Ha.
I have a fairly high tolerance for made up tech jargon, but agree that most authors don't know how to do it well, and in most non-Tolkien fantasy it drives me batty. [eta: Maybe it's because the real tech world is so full of idiotic Web 2.0 jargon that it stands to reason the future would be even worse?]
In general, I think made-up words work best when they're derived from real ones so your brain doesn't have to do a lot of work translating them every time they pop up. (I'm thinking of the Vorkosiganverse's comconscoles, which stand in for phones and computers - you don't need an appendix to translate that into modern Earth English.)
Also, I need to pick up Anathem.
I tend to agree with that, for the most part (Sarah Monette, I'm looking at you)

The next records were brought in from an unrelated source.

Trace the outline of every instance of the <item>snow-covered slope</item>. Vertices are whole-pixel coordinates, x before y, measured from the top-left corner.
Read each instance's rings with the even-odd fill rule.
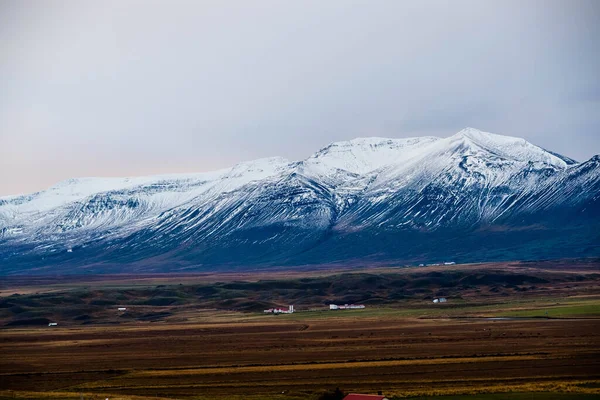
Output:
[[[426,152],[432,143],[439,140],[436,137],[353,139],[332,143],[310,156],[303,164],[307,169],[324,175],[336,169],[364,175],[381,167],[406,163]]]
[[[467,128],[377,171],[343,220],[428,229],[493,222],[568,167],[523,139]]]
[[[27,236],[130,225],[193,199],[218,196],[266,179],[288,167],[287,160],[274,157],[199,174],[69,179],[43,192],[0,198],[0,218],[7,228],[12,226]]]
[[[465,239],[454,247],[479,254],[469,243],[481,240],[485,234],[474,232],[482,230],[501,227],[512,240],[531,226],[555,232],[575,221],[580,231],[598,225],[599,164],[466,128],[447,138],[332,143],[299,162],[267,158],[208,173],[70,179],[0,198],[0,267],[46,273],[86,265],[117,271],[408,260],[417,250],[391,243],[422,238],[412,246],[423,257],[457,232]],[[587,239],[596,252],[597,236]]]

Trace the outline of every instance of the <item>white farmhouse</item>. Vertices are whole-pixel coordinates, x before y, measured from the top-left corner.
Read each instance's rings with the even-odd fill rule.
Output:
[[[337,304],[329,305],[330,310],[354,310],[354,309],[360,309],[360,308],[365,308],[365,305],[364,304],[344,304],[343,306],[338,306]]]
[[[294,305],[289,305],[288,309],[285,308],[269,308],[263,311],[266,314],[293,314],[294,313]]]

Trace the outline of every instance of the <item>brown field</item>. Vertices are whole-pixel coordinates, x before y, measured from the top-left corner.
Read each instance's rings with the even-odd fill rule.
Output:
[[[335,387],[388,397],[593,398],[600,396],[597,282],[518,298],[500,293],[481,305],[471,297],[437,308],[408,299],[280,316],[187,306],[155,322],[4,328],[0,399],[316,399]],[[546,312],[551,318],[539,318]],[[498,316],[525,318],[481,318]]]

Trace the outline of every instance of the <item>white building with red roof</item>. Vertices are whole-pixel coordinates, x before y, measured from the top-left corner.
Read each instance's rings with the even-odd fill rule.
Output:
[[[269,308],[264,310],[265,313],[267,314],[293,314],[294,313],[294,306],[290,305],[288,306],[287,310],[285,308]]]

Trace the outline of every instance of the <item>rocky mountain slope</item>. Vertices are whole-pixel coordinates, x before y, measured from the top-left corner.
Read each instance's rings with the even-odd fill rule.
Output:
[[[0,198],[0,273],[584,257],[598,232],[598,156],[467,128]]]

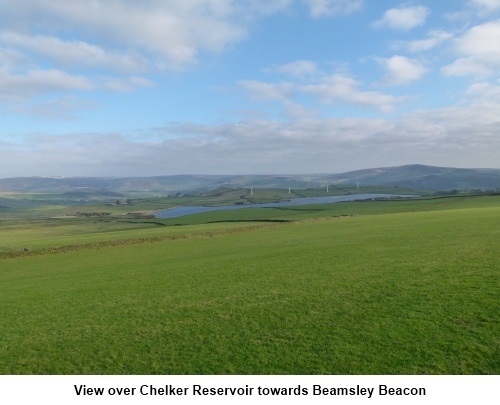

That's really interesting, because I find Sarah Monette to be exceptionally good at choosing placenames and using new words so that they seem natural and enrich the background of the story.
I find Sarah Monette to be exceptionally good at choosing placenames and using new words so that they seem natural and enrich the background of the story.
Her calendar system was maybe the hardest for me to wrap my brain around, so every time she referenced a unit of time, I had to stop and figure out what I thought it meant, and how/if that affected what the character was saying/doing.
It was very annoying.
so every time she referenced a unit of time, I had to stop and figure out what I thought it meant
Ha! That definitely helps explain our different reactions, as I could be described as time-impaired. I have no sense of time, I am bad at telling time, and I pretty much disregard time references when I see or read them. I just read her time stuff by context and didn't pay that much attention to the specifics.
Blackberry? Iphone?
More like a computer running Skype, but the wrist coms would be basically a smartphone shaped like a Dick Tracy watch.
whatsherface who writes "sci-fi romances" as Jayne Castle drove me crazy in the one book of hers I read - she'd compound words so people drank "cafftea" and so on - words compounded into long portmanteau word/phrases that were awkward. People are lazy - they wouldn't use the long versions.
Jayne Ann Krentz--yeah, that bugged me bigtime in her Castle books.
I prefer Robin D. Owens "Heart" series which features cats and other animals as familiars that can communicate telepathically with their human counterparts. The first one, Heartmate, has a really well-written cat as the main familiar.
Teppy - I slurked back in here to post that xkcd link. It's double funny because I paid full price for Anathem.